Sometimes you’re ready for life, sometimes you’re not…..
Today was an amazingly surreal day. My wife Alison and I went to Houston this morning to be with her mother, Rose, for a pretty normal exploratory surgery. She has been in the hospital the past couple of weeks. She has had some pretty extreme weight loss recently & the doctors had her admitted to try and get her back on track. The weight change has been so extreme, though, that they needed to find out why it was happening. All of the usual tests (MRI, scans, etc.) didn’t give an answer. They had a concern about cancer and decided to do a laproscopic procedure to check out what was going on inside. Rose has been through alot and has been pretty weak so they had to wait until they thought she could do it.
This morning we told Rose that we would see her in about an hour and 1/2. We never did. Rose passed away during the surgery.
I’ve found myself in the most unusual situation. Usually you are ministering to other families. It’s easier to be there for them. To comfort them. Even to go through the pain with them. Now I’m having to do it for myself and my family. Suddenly I find myself asking the same question that everyone else always asks: WHY? Why did today have to be the day? Why did we not get more time with her?
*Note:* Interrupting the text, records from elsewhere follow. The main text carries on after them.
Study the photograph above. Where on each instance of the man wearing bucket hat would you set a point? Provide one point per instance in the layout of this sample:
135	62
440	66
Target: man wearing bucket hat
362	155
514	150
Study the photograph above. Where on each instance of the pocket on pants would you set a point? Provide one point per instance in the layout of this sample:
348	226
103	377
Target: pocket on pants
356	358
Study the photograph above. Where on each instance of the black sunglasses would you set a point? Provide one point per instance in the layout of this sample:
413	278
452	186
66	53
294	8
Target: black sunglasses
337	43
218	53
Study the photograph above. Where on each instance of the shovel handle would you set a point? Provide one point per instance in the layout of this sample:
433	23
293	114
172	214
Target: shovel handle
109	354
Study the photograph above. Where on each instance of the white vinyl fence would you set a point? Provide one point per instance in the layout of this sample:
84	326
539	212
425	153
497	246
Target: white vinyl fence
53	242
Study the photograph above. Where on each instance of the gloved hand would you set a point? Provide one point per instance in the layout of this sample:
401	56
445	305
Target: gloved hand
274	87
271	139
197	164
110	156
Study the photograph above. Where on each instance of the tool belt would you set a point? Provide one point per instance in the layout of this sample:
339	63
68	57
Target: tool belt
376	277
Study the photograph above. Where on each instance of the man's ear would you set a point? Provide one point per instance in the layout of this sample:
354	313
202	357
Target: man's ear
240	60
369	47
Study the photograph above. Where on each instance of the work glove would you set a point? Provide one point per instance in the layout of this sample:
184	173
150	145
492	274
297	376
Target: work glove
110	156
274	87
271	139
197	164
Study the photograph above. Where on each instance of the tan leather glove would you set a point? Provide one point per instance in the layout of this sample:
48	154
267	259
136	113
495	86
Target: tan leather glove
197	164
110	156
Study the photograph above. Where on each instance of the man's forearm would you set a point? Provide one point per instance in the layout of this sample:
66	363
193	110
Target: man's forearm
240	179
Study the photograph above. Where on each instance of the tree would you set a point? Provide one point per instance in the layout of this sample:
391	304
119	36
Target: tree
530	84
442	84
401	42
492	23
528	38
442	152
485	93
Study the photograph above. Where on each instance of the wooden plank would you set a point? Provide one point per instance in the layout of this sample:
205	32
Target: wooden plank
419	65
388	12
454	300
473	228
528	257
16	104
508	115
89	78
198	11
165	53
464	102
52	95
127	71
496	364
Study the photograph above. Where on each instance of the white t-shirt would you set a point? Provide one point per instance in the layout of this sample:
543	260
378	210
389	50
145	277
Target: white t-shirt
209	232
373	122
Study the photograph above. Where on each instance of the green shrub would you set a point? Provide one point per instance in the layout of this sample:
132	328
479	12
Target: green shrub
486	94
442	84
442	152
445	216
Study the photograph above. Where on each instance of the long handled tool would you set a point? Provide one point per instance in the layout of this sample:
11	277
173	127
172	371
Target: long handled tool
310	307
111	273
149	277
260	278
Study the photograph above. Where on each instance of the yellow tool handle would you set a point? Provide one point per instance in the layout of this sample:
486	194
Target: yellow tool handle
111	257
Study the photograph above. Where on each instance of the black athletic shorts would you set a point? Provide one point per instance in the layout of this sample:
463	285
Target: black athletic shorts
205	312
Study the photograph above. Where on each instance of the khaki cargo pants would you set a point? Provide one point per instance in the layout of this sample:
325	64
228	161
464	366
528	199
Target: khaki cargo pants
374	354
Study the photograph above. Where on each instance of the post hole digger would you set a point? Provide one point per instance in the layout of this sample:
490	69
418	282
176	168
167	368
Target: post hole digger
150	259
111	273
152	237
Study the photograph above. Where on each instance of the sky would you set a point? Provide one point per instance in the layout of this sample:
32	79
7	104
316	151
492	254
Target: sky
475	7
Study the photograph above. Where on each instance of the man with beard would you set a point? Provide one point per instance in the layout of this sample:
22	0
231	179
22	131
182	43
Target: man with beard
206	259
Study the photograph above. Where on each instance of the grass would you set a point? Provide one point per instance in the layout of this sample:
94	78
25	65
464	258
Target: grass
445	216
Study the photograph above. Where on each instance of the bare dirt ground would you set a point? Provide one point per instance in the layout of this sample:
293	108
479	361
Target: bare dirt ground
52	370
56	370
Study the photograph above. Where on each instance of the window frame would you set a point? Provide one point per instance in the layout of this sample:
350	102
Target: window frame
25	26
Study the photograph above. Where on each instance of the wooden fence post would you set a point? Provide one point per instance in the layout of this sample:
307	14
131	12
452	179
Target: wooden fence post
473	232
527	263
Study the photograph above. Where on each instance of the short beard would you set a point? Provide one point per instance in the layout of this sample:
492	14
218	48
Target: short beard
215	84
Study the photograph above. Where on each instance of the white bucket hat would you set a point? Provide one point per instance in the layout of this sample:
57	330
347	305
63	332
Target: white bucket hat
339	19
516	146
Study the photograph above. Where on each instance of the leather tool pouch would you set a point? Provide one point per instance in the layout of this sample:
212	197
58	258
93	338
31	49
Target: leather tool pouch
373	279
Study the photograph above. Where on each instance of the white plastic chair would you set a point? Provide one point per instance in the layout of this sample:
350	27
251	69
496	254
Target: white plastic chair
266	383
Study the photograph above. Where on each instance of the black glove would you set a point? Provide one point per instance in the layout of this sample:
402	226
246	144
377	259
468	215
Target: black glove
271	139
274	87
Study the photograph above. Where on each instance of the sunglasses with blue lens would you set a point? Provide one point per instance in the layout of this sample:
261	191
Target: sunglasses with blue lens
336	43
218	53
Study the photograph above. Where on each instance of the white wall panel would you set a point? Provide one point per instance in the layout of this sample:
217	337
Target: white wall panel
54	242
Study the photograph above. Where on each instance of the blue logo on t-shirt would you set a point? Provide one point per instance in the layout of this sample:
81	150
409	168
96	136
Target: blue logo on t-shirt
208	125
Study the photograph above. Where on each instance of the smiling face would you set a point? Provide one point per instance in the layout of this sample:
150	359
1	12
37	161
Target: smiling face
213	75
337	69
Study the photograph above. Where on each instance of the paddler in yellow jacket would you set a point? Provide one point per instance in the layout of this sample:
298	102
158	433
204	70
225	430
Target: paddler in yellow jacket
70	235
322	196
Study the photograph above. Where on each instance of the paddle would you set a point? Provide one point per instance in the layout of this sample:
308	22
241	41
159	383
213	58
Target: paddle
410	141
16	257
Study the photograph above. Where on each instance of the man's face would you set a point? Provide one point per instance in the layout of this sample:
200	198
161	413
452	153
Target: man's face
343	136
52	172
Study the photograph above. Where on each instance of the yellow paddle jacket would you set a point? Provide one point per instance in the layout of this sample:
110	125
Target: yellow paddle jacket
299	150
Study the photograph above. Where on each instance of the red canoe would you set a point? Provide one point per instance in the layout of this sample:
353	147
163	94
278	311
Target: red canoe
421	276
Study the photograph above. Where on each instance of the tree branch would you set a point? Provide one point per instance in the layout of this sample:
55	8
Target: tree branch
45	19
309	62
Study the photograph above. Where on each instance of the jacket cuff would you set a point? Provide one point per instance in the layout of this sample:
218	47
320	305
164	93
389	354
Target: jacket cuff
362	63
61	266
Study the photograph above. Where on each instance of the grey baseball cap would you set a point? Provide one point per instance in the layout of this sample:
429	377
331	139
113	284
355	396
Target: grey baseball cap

Why is this the best moment for God to take her? Why didn’t we know what to do? Why?
It’s only been a few hours and I miss her. I didn’t even get to see her as much as I should have, but I miss her. She was the parent that accepted me when I wanted to marry her daughter. She was the mom, other than my own, that wanted me to be a part of her family. She’s the step-grandma who took in my daughter like her own kids. Even though I know all the biblical answers to the questions I still find myself asking "why??".
Because…..
Because God is so much bigger than me. Because He knows things I can never fathom. Because there is a time and place for everything and I don’t decide them. Because without pain there would not be a reason to truly celebrate in this world.
Because……
Rose, we love you. We miss you. I hope that I made sure to tell you how much you have meant to me. Thank you for being so much without even knowing it.